Por ejemplo, el amigo que ves cada tres o cuatro años, con el charlas apenas una o dos horas de temas banales e inocuos. En el momento en que estas con él, el tiempo se vuelve eterno, porque todo el tiempo pasado se convoca en una suerte de acontecimientos concatenados que, desde el presente, se perciben de forma compacta, como si hubiéramos vivido toda la vida a su lado. Pero cuando nos despedimos, tomamos conciencia de que no lo veremos hasta un momento lejano e incierto en el futuro. De hecho, si hiciésemos cuentas, nos daríamos cuenta que si sumásemos todas las horas que vamos a estar con él en un futuro, apenas sumaríamos 6 u 8 horas. ¿Te imaginas pasar las últimas 8 horas con alguien al que no vas a volver a ver? Esta circunstancia es más dramática cuando vemos a alguien mayor ¿Será la última hora que estaré con él? ¿Le diré todo lo que me gustaría decirle? Echando cuentas, la situación puede ser agónica: me quedan 25 horas con mi padre, me quedan 34 horas con mi madre, me quedan 40 horas con mi alumno, me quedan 54 horas con el compañero que se va a jubilar, me quedan 123 horas con mi compañera de despacho… Es un dato objetivo, es un hecho; aunque la vida es pura incertidumbre, no se aleja mucho de la verdad.

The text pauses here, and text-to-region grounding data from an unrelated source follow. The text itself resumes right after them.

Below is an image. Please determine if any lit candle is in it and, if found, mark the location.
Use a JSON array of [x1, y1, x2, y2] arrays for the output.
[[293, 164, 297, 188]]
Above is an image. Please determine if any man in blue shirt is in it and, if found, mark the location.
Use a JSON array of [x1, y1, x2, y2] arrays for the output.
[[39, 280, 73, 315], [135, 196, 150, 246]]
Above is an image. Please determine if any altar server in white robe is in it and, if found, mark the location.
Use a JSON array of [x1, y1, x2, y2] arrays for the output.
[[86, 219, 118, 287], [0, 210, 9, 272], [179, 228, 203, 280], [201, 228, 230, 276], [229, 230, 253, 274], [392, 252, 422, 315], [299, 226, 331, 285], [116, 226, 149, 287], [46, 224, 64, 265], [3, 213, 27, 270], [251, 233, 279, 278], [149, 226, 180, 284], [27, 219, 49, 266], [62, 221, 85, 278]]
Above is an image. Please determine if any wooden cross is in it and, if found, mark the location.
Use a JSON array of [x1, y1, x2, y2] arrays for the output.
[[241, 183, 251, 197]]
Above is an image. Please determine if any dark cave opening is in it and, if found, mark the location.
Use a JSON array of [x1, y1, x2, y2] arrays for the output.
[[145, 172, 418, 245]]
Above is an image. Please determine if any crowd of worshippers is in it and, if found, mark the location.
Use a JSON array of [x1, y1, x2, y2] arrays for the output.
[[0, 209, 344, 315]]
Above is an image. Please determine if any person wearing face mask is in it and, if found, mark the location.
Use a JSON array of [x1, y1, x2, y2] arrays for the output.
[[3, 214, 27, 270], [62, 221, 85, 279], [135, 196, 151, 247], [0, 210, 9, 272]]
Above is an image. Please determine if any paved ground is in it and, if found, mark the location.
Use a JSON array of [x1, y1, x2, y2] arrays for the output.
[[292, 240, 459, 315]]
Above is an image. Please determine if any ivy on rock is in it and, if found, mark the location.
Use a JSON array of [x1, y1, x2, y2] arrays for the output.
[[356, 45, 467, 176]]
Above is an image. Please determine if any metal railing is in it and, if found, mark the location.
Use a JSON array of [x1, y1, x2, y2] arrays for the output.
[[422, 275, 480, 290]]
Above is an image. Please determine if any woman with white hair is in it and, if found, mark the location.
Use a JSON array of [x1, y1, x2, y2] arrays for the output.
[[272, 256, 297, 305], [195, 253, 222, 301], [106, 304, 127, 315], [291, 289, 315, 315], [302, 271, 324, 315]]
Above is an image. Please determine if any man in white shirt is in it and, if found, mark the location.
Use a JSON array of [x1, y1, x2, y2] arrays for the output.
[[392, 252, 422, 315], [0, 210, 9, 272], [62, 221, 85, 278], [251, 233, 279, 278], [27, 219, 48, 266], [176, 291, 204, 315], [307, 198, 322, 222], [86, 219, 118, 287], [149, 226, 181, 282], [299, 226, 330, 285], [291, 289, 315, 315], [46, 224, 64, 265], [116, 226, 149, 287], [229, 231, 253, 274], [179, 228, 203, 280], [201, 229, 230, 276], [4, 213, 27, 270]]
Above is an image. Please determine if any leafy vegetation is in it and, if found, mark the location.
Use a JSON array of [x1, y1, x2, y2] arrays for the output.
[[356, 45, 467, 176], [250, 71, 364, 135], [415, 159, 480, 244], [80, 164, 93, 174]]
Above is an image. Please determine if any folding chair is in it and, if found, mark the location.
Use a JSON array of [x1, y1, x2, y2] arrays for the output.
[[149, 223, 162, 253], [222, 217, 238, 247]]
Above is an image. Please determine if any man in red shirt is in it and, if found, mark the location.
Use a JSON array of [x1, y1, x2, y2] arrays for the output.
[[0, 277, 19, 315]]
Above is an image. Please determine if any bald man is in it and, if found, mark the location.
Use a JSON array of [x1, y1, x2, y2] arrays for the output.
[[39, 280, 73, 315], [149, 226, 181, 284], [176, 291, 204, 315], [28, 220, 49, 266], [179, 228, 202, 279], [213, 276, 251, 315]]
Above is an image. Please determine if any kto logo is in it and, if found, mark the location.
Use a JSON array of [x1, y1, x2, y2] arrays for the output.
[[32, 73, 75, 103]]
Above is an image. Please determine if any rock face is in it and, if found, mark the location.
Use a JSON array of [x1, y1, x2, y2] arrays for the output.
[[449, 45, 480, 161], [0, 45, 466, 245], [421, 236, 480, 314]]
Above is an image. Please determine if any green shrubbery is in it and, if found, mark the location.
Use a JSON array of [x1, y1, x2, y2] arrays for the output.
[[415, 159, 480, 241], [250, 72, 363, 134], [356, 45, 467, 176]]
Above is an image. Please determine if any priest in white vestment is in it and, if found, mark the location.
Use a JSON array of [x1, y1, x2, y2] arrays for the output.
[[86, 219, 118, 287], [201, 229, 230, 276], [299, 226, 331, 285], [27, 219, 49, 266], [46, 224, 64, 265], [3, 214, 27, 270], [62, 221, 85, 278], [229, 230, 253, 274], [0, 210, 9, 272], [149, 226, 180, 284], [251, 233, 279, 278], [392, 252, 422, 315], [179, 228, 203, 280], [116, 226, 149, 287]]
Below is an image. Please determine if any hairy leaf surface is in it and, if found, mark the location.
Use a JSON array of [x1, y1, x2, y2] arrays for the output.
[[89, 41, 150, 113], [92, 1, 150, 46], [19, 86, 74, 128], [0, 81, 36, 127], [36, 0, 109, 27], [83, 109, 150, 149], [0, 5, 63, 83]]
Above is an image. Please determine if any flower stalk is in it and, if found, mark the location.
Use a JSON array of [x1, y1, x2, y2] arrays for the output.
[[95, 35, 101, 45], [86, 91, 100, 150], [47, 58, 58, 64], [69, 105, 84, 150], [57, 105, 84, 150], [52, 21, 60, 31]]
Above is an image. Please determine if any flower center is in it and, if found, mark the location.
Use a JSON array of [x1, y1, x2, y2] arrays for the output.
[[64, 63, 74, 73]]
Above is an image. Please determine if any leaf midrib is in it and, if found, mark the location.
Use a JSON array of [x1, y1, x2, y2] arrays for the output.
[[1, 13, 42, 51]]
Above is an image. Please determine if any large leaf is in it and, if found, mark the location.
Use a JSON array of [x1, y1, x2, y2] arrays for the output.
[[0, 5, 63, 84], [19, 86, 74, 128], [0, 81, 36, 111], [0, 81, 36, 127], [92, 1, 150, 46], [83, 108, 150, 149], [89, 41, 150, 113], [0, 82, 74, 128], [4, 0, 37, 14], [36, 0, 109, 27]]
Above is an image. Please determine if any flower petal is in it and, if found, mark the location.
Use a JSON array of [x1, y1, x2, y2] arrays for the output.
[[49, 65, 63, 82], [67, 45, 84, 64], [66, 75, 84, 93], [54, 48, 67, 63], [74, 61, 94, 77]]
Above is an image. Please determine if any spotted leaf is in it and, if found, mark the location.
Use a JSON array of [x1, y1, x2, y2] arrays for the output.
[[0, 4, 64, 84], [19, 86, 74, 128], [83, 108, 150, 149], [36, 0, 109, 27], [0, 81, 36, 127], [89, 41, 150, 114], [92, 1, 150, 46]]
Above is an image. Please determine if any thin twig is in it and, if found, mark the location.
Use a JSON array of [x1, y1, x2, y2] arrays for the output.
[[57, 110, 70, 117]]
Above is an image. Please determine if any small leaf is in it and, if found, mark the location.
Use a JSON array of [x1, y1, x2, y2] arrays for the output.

Sin embargo, más allá de lo inexorable y funesto, me preocupa más el tiempo de poca calidad que pasamos con aquellas personas con las que más roce tenemos. ¿Tenemos que esperar a que se agote el tiempo para tomar conciencia del valor del momento del encuentro? ¿Tenemos que llegar al límite para acordarnos que, quizás, no volveremos a verlas? ¿Tenemos que esperar a la última hora para decir `te quiero’?